А вскоре в палате уже все знали, что случившийся у Баштового перелом ключицы — это сущая мелочь в сравнении с теми ранами, которые достались ему от войны и которые все больше и больше не дают покоя. Недавно у него началось мозговое осложнение, но остановилось.
— Случай только для клиники, — горько усмехнулся, рассказывая о себе, Баштовой. — А вообще-то лучше умереть в бою. Там смерть — совсем иное, чем в постели. В бою чувствуешь, что на тебя надвигается смерть, а в постели, что от тебя уходит жизнь…
Тихон Баштовой, до войны командир кавалерийского дивизиона, служил в образцовом кавполку, выполнявшем специальные задания. Полк этот был сформирован из сильных и рослых парней. Строевые занятия, верховая езда, вольтижировка, рубка, наконец, обязательные уроки танцев и хороших манер составляли программу их подготовки. А затем — бесконечные смотры, демонстрации мастерства на встречах и приемах послов, иностранных делегаций.

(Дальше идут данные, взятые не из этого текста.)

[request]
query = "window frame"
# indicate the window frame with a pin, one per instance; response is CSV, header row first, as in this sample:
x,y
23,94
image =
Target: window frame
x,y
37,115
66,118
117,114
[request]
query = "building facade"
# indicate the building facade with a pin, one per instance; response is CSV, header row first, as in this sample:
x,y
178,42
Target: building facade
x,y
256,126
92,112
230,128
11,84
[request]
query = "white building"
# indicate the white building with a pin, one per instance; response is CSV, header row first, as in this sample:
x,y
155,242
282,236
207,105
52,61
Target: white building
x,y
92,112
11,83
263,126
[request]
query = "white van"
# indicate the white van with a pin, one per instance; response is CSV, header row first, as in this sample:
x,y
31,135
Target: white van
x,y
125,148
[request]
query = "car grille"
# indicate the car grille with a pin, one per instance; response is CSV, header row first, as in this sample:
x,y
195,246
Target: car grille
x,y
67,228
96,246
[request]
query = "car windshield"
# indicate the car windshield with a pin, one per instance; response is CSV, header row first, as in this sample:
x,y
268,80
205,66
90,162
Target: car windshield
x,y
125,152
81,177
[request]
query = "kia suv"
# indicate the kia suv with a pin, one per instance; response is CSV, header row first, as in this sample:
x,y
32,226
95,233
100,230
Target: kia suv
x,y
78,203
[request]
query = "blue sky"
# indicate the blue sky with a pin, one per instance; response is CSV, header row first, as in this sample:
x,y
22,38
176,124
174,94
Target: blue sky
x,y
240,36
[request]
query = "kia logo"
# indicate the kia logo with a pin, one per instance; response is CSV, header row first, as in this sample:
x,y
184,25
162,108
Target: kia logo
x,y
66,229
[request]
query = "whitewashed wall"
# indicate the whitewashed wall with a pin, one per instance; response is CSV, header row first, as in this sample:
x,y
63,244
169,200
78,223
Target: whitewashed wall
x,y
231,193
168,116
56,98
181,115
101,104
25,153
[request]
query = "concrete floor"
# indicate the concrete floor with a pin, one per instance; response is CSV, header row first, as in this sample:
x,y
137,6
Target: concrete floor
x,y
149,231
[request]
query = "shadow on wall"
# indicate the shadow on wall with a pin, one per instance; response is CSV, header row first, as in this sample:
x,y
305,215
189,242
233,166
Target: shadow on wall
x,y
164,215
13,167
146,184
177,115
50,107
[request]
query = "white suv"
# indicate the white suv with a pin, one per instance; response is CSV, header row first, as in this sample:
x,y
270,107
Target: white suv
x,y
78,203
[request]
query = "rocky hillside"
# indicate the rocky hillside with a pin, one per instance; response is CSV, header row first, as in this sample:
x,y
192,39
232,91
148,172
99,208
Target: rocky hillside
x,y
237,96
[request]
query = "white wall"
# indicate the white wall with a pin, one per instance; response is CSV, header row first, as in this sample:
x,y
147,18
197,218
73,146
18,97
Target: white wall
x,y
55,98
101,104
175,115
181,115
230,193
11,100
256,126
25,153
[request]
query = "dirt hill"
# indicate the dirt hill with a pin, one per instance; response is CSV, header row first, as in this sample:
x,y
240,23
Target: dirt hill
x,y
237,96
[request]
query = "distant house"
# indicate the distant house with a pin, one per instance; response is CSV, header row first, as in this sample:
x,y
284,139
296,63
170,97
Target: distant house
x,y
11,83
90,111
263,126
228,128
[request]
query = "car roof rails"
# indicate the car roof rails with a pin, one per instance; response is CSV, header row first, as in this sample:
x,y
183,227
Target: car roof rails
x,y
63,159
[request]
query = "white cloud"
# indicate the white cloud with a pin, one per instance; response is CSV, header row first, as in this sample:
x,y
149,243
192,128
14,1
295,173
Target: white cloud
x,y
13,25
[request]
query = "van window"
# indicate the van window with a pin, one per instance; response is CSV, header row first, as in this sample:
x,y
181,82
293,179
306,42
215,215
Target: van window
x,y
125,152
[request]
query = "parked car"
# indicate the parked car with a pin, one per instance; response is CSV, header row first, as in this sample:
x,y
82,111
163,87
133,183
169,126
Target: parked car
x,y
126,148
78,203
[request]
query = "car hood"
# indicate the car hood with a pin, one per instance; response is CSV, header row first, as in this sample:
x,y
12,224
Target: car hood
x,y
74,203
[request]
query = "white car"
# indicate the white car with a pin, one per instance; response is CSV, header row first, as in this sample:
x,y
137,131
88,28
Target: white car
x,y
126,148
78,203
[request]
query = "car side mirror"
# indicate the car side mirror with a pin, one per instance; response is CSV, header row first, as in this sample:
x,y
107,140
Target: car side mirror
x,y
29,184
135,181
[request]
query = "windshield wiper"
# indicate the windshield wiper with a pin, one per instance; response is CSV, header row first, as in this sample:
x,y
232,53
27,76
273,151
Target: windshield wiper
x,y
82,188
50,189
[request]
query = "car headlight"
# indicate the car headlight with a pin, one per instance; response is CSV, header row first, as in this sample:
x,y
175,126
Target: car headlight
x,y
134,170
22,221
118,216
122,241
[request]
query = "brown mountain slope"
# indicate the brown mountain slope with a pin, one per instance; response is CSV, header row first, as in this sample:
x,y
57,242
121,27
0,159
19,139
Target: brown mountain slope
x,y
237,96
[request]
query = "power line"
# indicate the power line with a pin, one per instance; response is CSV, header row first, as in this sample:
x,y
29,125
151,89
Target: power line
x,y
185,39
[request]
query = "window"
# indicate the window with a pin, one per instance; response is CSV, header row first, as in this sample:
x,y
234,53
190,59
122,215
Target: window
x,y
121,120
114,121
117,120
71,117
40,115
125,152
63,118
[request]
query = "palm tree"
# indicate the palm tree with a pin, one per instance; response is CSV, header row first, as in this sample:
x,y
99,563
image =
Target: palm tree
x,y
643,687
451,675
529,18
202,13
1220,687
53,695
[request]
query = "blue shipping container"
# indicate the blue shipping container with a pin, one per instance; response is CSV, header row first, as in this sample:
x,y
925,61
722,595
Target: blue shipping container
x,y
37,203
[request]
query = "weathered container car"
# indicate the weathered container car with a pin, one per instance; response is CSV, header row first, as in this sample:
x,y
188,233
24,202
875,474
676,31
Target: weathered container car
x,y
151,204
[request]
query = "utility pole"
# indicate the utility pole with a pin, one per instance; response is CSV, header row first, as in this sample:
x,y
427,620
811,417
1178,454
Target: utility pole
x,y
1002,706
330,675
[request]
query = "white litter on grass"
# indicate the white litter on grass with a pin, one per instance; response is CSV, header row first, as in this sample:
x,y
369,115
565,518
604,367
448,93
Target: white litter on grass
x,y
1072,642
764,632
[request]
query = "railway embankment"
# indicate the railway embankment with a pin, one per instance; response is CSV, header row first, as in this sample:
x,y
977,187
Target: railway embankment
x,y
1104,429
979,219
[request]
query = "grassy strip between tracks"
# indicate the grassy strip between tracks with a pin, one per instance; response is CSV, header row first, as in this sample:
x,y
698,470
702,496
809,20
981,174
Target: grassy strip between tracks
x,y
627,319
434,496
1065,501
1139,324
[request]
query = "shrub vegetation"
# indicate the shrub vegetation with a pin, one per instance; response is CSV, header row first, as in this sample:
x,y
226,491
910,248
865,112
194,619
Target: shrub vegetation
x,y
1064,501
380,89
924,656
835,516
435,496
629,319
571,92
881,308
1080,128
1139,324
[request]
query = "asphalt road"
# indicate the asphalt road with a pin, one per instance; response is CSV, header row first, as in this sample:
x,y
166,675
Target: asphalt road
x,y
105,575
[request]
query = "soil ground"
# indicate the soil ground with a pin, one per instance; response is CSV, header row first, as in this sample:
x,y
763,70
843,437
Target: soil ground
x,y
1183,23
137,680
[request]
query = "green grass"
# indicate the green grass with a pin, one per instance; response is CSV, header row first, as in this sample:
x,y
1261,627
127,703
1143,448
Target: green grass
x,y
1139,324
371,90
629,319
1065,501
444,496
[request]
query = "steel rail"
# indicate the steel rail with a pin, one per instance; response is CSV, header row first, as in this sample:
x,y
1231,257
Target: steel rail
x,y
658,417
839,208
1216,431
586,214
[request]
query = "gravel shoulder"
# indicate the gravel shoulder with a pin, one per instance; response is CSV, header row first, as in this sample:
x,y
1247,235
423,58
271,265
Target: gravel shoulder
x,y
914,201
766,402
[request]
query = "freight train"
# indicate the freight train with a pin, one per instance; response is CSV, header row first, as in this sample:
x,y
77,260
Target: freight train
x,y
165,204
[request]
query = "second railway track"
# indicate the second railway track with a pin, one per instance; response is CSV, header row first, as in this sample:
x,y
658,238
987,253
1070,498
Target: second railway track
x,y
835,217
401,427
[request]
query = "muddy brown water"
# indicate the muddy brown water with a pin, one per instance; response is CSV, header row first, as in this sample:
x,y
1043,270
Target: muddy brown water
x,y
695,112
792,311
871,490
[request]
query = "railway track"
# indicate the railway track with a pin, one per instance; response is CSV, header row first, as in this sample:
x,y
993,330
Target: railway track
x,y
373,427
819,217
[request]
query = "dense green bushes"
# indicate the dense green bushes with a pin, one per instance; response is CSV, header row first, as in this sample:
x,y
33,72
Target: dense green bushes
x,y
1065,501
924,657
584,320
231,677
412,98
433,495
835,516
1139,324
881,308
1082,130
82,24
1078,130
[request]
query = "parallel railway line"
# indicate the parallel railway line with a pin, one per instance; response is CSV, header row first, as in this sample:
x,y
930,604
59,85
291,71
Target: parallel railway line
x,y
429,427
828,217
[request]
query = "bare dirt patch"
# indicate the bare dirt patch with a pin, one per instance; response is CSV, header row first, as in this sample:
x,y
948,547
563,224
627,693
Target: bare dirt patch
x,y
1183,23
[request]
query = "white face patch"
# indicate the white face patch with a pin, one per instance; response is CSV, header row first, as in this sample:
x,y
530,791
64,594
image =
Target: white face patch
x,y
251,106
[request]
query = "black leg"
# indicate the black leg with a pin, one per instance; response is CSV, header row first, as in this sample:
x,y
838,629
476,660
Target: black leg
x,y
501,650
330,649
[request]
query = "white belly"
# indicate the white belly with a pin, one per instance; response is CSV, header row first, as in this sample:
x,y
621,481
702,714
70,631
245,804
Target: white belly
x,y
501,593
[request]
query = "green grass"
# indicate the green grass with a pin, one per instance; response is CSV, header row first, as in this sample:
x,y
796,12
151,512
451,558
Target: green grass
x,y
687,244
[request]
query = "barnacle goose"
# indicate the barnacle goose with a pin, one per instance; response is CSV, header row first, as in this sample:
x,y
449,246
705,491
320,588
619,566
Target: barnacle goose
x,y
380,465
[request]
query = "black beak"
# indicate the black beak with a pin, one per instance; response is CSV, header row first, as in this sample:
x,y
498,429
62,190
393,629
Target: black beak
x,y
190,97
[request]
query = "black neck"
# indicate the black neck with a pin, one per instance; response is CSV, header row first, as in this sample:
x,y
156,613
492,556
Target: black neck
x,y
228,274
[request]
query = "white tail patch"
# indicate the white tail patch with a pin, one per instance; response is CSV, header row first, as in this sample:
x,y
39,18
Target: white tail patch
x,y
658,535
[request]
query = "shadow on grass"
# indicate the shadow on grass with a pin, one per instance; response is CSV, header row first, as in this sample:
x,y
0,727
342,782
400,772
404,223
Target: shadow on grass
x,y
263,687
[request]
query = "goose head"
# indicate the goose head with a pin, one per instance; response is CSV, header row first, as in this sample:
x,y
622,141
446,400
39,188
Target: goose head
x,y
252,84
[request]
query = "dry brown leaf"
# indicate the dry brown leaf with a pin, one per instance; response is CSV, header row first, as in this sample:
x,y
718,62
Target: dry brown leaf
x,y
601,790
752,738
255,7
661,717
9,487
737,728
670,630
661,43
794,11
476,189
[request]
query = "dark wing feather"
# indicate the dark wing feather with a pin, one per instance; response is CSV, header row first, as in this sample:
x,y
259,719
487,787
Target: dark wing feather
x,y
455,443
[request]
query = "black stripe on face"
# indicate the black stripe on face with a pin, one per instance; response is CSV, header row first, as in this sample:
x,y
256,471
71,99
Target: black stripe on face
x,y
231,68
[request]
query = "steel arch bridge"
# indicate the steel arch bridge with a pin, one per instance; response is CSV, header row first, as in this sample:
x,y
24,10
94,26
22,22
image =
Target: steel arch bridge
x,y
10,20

Потом война. Окружение под Калинином. Выход через болота — и снова бои. После приказа № 227 — «Ни шагу назад!» — попал в заградительный отряд. Здесь не пригодилось искусство лихой верховой езды и рубки, никто больше не наставлял Тихона Баштового умеренно и благоговейно кричать от восторга при встрече дорогих гостей. А уж смертей за войну навидался…
И вот все ближе и ближе сумерки; все чаще стучится уныние. Давно уже не осталось у Тихона Баштового той фокстерьеровской жизнерадостности, которая некогда радовала его. Пришло время заглянуть в свое сердце. В него, как и во всякое сердце, гляделась вся жизнь, но не все оно умело отразить, не все и хотело. Что же в нем сохранилось? Что оно любило, ненавидело?
«Нужно посмотреть, нащупать рубцы ран, вспомнить жизненные битвы, в которых они были нанесены… Но вправе ли я делать это публично? — думал Тихон Баштовой и сам себе отвечал: — Да, вправе. Пусть я не был командующим ни в одной из армий воителей за человеческое счастье, но не был же я в сытой безопасности, не разбивал торговой палатки на путях передвижения сражающихся, не выставлял высоких зазывных шестов, повязанных полусгнившей соломой ходких фраз, беспроигрышных лозунгов, не втирался в ряды победителей, чтобы в общей суматохе ликований таскать чужие лавры. Я был солдатом, простым солдатом.